The Air Force is adding two new courses to its National Security Space Institute located at
Peterson Air Force Base in Colorado Springs, including one on "space situational awareness, for our partners and allies to learn more about collision avoidance, de-orbits and reentries," Wilson said.
"We will open more of our current advanced courses on national security space to military members of allied countries," she said. "Australia, Canada, and the UK currently attend. We will invite New Zealand, France, Germany, Japan and possibly others to come train with us."
The classes, Space 100 and Global Space Situational Awareness courses, will each have a particular focus. The 100 class, to be a roughly one-to-two week unclassified, introduction and overview of space operations, will spotlight orbital mechanics, launch, satellite operations, and space weather.
The Air Force said this course is not the same as undergraduate space training, or UST, which gives new Air Force officers an introduction into space operations but is taught at a "Top Secret" security clearance level.
Global SSA will be a three-week course that focuses on space surveillance: how space objects move, fall out of orbit and reenter the Earth's atmosphere. Partners will be trained on proper maneuverability and getting out of the way of an oncoming object to avoid collision.
The service will also expand its Space 200 and 300 classes. The 18-day 200 class, already open to the UK, Canada and Australia, will be open as a mid-career course to France, Germany, and Japan and will highlight space systems development and space power as it pertains to national security.
Space 300 will expand to include the "Five Eyes" partners: Australia, Canada, New Zealand,and the U.K., according to the Air Force.
The program is offered as a professional development course that addresses space acquisition and high-end capabilities at operational and strategic levels as it applies to a range of military missions. Students can expect the 15-day class to have a broad range of topics, from unclassified briefings all the way up to the "Top Secret" levels.
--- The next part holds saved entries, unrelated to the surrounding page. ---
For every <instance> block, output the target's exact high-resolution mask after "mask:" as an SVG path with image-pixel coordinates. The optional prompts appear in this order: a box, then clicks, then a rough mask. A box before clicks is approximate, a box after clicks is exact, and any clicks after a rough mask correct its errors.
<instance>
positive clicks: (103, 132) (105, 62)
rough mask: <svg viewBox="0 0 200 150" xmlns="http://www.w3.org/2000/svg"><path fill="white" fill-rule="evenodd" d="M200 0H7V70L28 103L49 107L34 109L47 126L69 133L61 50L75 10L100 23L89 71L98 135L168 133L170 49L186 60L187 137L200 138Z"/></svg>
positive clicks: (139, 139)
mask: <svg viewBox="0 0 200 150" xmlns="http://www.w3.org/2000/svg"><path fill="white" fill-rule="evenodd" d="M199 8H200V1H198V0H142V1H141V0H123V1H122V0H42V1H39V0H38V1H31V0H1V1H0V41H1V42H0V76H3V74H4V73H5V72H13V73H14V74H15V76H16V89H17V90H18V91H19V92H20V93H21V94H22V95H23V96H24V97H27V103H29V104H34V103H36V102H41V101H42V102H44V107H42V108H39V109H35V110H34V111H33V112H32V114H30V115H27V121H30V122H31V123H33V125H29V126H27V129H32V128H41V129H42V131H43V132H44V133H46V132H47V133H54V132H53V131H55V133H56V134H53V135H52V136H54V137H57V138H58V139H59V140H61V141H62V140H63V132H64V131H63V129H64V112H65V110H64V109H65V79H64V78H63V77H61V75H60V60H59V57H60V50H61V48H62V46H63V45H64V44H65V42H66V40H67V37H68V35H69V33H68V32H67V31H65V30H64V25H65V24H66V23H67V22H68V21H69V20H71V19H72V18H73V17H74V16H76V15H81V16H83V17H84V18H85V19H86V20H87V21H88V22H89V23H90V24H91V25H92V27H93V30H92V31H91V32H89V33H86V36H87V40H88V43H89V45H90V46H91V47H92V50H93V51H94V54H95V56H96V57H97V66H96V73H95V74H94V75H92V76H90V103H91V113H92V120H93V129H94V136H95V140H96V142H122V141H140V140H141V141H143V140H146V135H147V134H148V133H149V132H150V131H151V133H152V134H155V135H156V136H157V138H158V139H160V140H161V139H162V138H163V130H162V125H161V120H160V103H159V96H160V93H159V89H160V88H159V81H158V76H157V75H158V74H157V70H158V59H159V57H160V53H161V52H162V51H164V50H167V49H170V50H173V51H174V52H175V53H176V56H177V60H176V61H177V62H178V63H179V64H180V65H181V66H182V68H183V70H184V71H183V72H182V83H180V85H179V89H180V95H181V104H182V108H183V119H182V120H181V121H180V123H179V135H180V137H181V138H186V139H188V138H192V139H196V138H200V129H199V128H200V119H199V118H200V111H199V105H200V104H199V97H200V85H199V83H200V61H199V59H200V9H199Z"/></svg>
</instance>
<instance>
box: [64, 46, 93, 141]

NSSI was created in 2004 under Air Force Space Command to provide space training to Air Force space professionals as well as the broader National Security Space community. The NSSI falls under the Air Force Institute of Technology, a component of Air University.
"We will strengthen our alliances and attract new partners, not just by sharing data from monitoring, but by training and working closely with each other in space operations," Wilson said. "Why now? Because we face a more competitive and dangerous international security environment than we have seen in decades.
"Russia and China are developing capabilities to disable our satellites," she said.
For example, according to the "Worldwide Threat Assessment" authored by National Intelligence Director Daniel Coats in February, Russia and China are well on their way to sending
weapons capable of jamming or destroying U.S. military and commercial satellites into space, including some that may reach initial operational capability in the next few years.
"We will work with like-minded nations to preserve the ability to freely and safely operate in space," Wilson said. "We will work with our allies to improve operations, enhance deterrence, defend our vital national interests and prevail when called upon."